Il ne faut pas chercher dans ce joli roman une démonstration scientifique. Mais on peut y trouver une exposition bien vivante de l’activité polygonale chez le somnambule et des rapports de la mémoire du psychisme inférieur avec les centres psychiques supérieurs.

Enfin, le phénomène peut encore se compliquer et prendre des apparences plus bizarres, si le polygone, après avoir recueilli une impression, la modifie d’abord par une association d’images et d’idées et ne la révèle qu’ensuite, ainsi modifiée, à O.
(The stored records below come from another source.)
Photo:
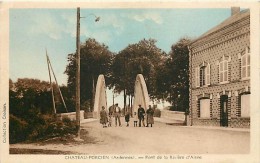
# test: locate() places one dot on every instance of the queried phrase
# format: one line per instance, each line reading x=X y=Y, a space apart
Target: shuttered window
x=245 y=105
x=245 y=66
x=223 y=71
x=205 y=108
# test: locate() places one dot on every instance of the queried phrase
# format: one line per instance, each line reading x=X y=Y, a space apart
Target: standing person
x=135 y=119
x=127 y=118
x=110 y=120
x=141 y=113
x=103 y=117
x=149 y=114
x=117 y=113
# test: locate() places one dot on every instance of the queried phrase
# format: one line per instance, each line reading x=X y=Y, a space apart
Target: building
x=219 y=66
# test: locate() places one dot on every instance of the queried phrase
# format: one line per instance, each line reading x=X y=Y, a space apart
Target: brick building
x=220 y=74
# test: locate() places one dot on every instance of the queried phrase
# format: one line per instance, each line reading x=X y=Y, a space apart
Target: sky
x=33 y=31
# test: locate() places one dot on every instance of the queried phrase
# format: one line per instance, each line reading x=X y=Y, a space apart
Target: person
x=110 y=120
x=117 y=113
x=103 y=117
x=127 y=118
x=149 y=114
x=141 y=113
x=135 y=119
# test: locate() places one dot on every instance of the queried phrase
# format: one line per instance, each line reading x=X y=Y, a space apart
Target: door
x=224 y=110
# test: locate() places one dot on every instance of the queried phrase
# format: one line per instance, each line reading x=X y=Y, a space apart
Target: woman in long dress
x=103 y=117
x=149 y=114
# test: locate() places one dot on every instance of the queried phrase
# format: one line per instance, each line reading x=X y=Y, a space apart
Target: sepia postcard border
x=254 y=155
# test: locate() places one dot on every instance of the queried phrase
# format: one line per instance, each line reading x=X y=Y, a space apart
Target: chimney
x=235 y=10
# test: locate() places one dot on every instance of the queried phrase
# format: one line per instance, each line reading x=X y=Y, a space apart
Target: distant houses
x=220 y=74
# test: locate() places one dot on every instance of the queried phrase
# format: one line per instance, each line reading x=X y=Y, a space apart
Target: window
x=245 y=105
x=245 y=65
x=208 y=74
x=223 y=71
x=202 y=75
x=205 y=108
x=197 y=76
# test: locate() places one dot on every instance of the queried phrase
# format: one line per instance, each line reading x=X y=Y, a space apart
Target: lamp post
x=78 y=72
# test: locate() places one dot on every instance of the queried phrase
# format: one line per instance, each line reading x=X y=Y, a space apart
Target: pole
x=53 y=101
x=57 y=85
x=78 y=75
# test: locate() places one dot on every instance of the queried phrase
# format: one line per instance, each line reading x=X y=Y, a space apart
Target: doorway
x=224 y=111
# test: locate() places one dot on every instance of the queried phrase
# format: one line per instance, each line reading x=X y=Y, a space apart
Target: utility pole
x=78 y=75
x=52 y=93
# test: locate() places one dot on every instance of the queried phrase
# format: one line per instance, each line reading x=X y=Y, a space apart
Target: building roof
x=232 y=19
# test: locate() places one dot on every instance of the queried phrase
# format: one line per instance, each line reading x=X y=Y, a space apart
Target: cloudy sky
x=34 y=30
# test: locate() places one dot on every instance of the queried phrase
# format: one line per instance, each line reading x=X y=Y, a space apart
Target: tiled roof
x=232 y=19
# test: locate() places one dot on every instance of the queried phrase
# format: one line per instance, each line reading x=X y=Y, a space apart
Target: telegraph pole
x=78 y=75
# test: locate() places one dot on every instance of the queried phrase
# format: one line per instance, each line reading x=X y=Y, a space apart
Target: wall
x=174 y=115
x=229 y=41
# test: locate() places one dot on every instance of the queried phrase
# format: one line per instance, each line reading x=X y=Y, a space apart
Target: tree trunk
x=93 y=93
x=124 y=100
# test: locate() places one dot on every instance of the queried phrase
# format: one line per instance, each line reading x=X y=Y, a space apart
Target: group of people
x=140 y=116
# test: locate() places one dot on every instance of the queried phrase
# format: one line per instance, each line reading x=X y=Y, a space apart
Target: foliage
x=39 y=127
x=31 y=113
x=140 y=58
x=18 y=127
x=95 y=59
x=173 y=77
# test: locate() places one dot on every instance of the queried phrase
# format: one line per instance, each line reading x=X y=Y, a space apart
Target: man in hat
x=141 y=113
x=117 y=113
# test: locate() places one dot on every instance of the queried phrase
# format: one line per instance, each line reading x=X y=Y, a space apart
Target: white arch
x=141 y=96
x=100 y=96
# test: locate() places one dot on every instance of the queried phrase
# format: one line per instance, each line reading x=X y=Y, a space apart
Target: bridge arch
x=140 y=93
x=100 y=96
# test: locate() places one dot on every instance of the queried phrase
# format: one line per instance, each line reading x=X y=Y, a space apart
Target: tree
x=95 y=59
x=139 y=58
x=173 y=77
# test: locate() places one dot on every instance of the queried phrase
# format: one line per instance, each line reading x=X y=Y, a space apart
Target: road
x=160 y=139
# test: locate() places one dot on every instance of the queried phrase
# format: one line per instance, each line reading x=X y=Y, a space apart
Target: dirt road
x=160 y=139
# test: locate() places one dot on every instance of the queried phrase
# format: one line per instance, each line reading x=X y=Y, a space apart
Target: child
x=110 y=121
x=127 y=117
x=135 y=119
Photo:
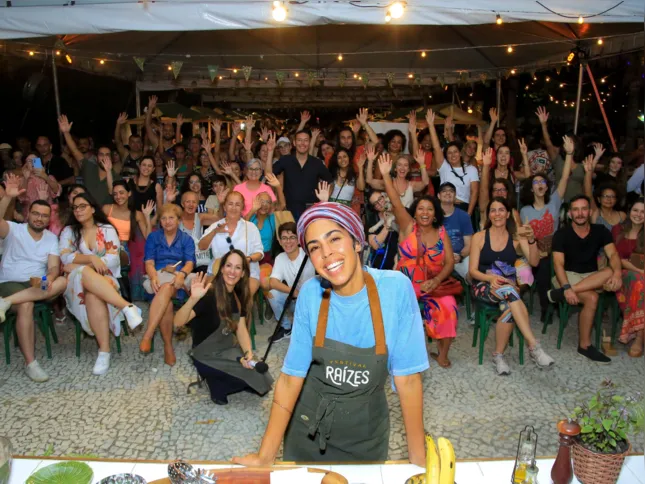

Myers cite « le cas de cet étudiant en botanique qui, passant distraitement devant l’enseigne d’un restaurant, crut y lire les mots : verbascum thapsus. Or, le mot qui y était imprimé réellement était : Bouillon ; et le mot bouillon constitue la désignation française vulgaire de la plante verbascum thapsus. Il s’est produit ici une transformation subliminale de la perception optique actuelle et les mots verbascum thapsus ont été le message envoyé au moi supraliminal distrait par le moi subliminal plus occupé de botanique que d’un dîner. »

Le polygone, désagrégé de O distrait, avait lu bouillon, avait fait l’association, habituelle et facile à cause des études antérieures, entre bouillon et verbascum thapsus, et c’est cette dernière expression qui s’était gravée dans les centres psychiques inférieurs où les centres supérieurs l’avaient recueillie.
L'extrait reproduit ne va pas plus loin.